# Indy Car Decals



## vaBcHRog (Feb 19, 2003)

Hi everyone

I posted info on my new Indy Car bodies in the Swap and Sell section. I am also taking reservations for the
Indy Kit car details are in the same post

Pattos has some nice Indy decals that I purchased, but it took two orders for me
to get the proper sizes Here are the links to his decals and my size recommendations.

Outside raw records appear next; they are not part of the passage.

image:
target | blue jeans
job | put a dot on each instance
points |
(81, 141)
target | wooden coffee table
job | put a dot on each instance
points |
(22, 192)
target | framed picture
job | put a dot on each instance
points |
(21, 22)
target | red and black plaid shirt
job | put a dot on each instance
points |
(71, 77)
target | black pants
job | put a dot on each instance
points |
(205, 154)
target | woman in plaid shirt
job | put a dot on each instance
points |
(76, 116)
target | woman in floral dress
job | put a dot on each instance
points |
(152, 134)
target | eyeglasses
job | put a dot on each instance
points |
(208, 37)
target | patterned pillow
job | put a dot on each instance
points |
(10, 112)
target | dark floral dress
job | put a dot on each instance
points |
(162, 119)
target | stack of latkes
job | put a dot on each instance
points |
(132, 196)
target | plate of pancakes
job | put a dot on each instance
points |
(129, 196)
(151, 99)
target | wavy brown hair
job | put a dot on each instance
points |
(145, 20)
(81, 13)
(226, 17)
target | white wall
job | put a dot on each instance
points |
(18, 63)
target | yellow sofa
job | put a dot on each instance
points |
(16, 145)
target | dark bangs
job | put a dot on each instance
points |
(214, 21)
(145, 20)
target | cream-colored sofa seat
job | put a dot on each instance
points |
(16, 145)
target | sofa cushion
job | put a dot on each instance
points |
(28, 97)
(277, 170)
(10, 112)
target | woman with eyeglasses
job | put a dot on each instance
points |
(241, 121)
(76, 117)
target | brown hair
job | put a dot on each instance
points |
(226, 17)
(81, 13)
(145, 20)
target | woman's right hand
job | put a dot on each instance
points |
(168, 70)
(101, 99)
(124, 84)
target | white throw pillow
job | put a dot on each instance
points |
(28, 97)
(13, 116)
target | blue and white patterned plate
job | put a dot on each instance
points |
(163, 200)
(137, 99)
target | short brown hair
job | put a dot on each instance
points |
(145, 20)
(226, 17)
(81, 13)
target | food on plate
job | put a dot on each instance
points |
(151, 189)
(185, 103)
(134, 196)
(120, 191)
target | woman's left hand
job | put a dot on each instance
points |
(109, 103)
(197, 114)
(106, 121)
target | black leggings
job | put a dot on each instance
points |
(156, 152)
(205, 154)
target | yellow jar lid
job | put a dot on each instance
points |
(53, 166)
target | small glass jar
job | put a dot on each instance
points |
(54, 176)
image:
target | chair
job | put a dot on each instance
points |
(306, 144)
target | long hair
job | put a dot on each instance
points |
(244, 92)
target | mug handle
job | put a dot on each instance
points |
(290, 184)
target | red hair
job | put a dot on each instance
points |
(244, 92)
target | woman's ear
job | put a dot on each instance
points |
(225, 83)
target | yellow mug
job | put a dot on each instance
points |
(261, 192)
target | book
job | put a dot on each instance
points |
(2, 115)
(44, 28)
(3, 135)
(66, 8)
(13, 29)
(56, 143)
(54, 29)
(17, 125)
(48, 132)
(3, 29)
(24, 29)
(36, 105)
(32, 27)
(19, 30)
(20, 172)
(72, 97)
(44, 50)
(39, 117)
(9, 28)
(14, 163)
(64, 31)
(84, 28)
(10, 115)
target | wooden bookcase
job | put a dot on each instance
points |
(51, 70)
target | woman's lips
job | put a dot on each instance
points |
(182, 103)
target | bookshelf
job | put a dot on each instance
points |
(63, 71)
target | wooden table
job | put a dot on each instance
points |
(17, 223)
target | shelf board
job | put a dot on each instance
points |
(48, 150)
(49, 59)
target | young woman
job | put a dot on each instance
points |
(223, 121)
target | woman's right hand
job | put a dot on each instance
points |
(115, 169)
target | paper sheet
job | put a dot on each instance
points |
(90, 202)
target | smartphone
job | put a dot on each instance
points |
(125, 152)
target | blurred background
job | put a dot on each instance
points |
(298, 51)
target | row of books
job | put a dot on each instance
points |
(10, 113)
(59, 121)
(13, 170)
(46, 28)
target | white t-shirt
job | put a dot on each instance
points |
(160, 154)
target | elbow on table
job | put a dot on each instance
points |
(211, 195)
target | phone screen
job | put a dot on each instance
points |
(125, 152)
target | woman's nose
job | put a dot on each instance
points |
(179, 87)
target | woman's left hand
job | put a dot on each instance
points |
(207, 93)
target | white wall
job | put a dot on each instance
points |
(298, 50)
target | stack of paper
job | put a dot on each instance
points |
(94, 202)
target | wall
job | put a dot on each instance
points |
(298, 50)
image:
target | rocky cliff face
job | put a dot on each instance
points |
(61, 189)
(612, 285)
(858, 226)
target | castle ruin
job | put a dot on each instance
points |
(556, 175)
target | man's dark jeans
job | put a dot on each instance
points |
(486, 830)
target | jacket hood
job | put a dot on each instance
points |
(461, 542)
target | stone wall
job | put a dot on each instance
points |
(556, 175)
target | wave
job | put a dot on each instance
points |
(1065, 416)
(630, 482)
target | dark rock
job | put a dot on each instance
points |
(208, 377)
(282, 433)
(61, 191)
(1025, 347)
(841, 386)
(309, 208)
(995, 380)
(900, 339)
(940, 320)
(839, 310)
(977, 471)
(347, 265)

1. Kurtis Indy Roadster - DA Lubricant Special
http://www.pattosplace.com/decals/kurtisindy-dalub24.JPG
I recommend 1 sheet of HO and one sheet of 1/43rd 90%
The HO sheet is for the contingency decals



2. Indycar - Front Engined Roadsters 1 (6 differnt cars)
http://www.pattosplace.com/decals/indyroad24.JPG
I recommend 1/43d scale 90% 
You might want an additional 1/32 scale sheet at 80% for the colored meatballs as
in my opinion they are too small at 1/43rd for this bodies proportion. You can uses the
rest of the numbers for you vintage NASCARs and Late Models
The real watson roadster has a very narrow front end which is not possible with
a standard chasis TJET.


3. Indycar - Front Engined Roadsters 2 (15 different cars)
http://www.pattosplace.com/decals/indyroadsters224.JPG
I recommend 1/43 scale decals 100% Roger Corrie
Virginia Beach, VA


----------